Personal information
- Full name: Clifford de Lisle Inniss
- Born: 26 October 1910 Friendly Hall, St Michael, Barbados
- Died: 21 December 1998 (aged 88) Belmopan, Belize
- Batting: Right-handed
- Bowling: Right-arm slow

Domestic team information
- 1927-28 to 1938-39: Barbados

Career statistics
| Competition | First-class |
| Matches | 10 |
| Runs scored | 474 |
| Batting average | 27.88 |
| 100s/50s | 0/4 |
| Top score | 80 |
| Balls bowled | 60 |
| Wickets | 1 |
| Bowling average | 50.00 |
| 5 wickets in innings | 0 |
| 10 wickets in match | 0 |
| Best bowling | 1/17 |
| Catches/stumpings | 4/– |
- Source: Cricinfo, 2 February 2018

= Clifford Inniss =

Barbadian cricketer

Sir Clifford de Lisle Inniss (26 October 1910 – 21 December 1998) was a Barbadian cricketer and lawyer.

Inniss was born at Friendly Hall, Saint Michael, Barbados, and attended Harrison College in Bridgetown.
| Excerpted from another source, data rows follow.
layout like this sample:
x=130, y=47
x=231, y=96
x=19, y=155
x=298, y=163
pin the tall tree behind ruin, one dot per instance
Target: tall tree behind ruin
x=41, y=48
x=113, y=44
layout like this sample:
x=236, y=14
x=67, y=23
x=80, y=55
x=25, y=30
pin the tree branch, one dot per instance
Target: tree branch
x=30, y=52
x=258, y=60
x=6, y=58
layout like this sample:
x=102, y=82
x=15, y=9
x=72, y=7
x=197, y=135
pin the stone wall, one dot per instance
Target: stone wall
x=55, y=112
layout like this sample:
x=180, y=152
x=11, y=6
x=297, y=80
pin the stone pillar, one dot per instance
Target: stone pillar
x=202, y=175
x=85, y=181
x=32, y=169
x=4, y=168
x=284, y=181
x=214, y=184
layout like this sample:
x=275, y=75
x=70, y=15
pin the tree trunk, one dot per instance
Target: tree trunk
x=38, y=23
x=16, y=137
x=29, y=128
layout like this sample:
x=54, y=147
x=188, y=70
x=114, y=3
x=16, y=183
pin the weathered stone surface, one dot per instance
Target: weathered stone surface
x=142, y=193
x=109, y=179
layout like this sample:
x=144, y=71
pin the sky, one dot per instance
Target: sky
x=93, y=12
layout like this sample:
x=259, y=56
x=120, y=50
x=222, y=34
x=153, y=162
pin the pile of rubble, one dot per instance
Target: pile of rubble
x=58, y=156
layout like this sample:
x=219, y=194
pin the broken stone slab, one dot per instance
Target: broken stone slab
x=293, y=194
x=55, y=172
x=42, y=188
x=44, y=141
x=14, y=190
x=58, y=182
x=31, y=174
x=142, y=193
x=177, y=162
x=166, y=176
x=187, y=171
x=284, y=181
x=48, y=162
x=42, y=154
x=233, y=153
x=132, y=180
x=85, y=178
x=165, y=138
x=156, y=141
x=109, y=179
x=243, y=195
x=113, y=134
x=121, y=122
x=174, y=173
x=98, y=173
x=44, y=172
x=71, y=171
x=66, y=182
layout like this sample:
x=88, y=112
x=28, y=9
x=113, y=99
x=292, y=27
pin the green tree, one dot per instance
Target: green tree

He was a right-handed batsman who played a few matches of first-class cricket for Barbados from 1927–28 to 1938–39. His highest scores were the 72 and 80 he made against British Guiana in 1929–30. While studying law at Oxford University in 1933 he joined the West Indian touring team for their first-class matches early in the tour against Oxford University in Oxford and against MCC at Lord's. He and George Headley put on 149 for the third wicket against MCC.

Inniss became a QC, and later served as Chief Justice of British Honduras. He died in Belmopan, the capital of Belize, aged 88. His brother, Bruce de Lisle Inniss, played one first-class match for Barbados in 1942.